Navalny, a corruption investigator and longtime foe of Russian President Vladimir Putin, is in Germany recovering from what German authorities said was a nerve agent poisoning. This week, EU foreign ministers agreed to impose sanctions on Russian officials and organizations blamed over the incident.
“The Germans are not planning to provide any facts, despite all international and legal obligations. We respond in kind, this is diplomatic practice,” Russian Foreign Minister Sergey Lavrov said in an interview Wednesday.
Navalny fell ill on Aug. 20 during a domestic flight in Russia, and was flown to Germany for treatment two days later.
Last week, tests conducted at labs designated by the Organization for the Prohibition of Chemical Weapons confirmed that the poison used on Navalny was Soviet-era Novichok. Navalny asserted that his poisoning couldn’t have been ordered without Putin’s involvement, an accusation the Kremlin vehemently denied.

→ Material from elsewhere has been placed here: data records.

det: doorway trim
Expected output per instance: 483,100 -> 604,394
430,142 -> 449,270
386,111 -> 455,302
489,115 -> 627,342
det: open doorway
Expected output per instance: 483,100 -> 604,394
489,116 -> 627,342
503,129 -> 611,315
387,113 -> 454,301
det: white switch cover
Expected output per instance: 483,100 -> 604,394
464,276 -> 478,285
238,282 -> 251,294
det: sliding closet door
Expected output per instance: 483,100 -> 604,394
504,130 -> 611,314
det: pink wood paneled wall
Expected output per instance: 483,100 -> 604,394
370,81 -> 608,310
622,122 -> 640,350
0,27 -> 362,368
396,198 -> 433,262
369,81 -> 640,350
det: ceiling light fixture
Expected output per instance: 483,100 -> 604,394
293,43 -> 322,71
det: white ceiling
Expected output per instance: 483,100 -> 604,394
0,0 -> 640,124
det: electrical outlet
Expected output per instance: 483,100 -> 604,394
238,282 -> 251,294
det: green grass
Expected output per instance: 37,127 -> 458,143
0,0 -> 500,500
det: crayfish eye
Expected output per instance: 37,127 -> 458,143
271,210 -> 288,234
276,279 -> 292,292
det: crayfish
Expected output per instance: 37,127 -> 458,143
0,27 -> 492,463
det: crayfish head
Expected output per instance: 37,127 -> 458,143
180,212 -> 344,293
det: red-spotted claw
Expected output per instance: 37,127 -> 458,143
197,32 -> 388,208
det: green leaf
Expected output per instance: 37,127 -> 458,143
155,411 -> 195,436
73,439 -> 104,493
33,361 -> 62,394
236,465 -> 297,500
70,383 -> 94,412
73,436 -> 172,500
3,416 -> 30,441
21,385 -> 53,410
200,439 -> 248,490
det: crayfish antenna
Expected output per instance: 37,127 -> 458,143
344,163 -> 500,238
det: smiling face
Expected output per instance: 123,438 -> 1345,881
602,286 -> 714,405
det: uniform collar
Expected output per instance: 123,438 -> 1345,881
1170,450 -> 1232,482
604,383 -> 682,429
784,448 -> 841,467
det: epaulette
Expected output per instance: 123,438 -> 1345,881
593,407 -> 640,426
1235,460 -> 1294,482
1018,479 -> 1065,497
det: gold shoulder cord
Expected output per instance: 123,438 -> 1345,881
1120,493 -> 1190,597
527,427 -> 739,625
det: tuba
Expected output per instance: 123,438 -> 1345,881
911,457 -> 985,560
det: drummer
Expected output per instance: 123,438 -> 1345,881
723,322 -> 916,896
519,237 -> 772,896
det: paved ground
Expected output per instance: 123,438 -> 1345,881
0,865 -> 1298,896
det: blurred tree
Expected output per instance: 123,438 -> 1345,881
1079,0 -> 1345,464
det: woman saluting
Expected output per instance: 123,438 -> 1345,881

At Monday’s meeting in Luxembourg, France and Germany urged their EU partners to freeze the assets of those suspected of involvement and ban them from traveling in Europe under sanctions to combat the use and spread of chemical weapons.
The move elicited harsh reaction from Moscow. Lavrov on Tuesday said Russia might freeze its contacts with the 27-nation bloc, as officials there “don’t understand the need for mutually respectful dialogue.”
Kremlin spokesman Dmitry Peskov on Wednesday echoed this sentiment. “The Kremlin has always advocated resuming and continuing a constructive dialogue based on mutual respect. But you know, … one can’t tango alone,” Peskov said.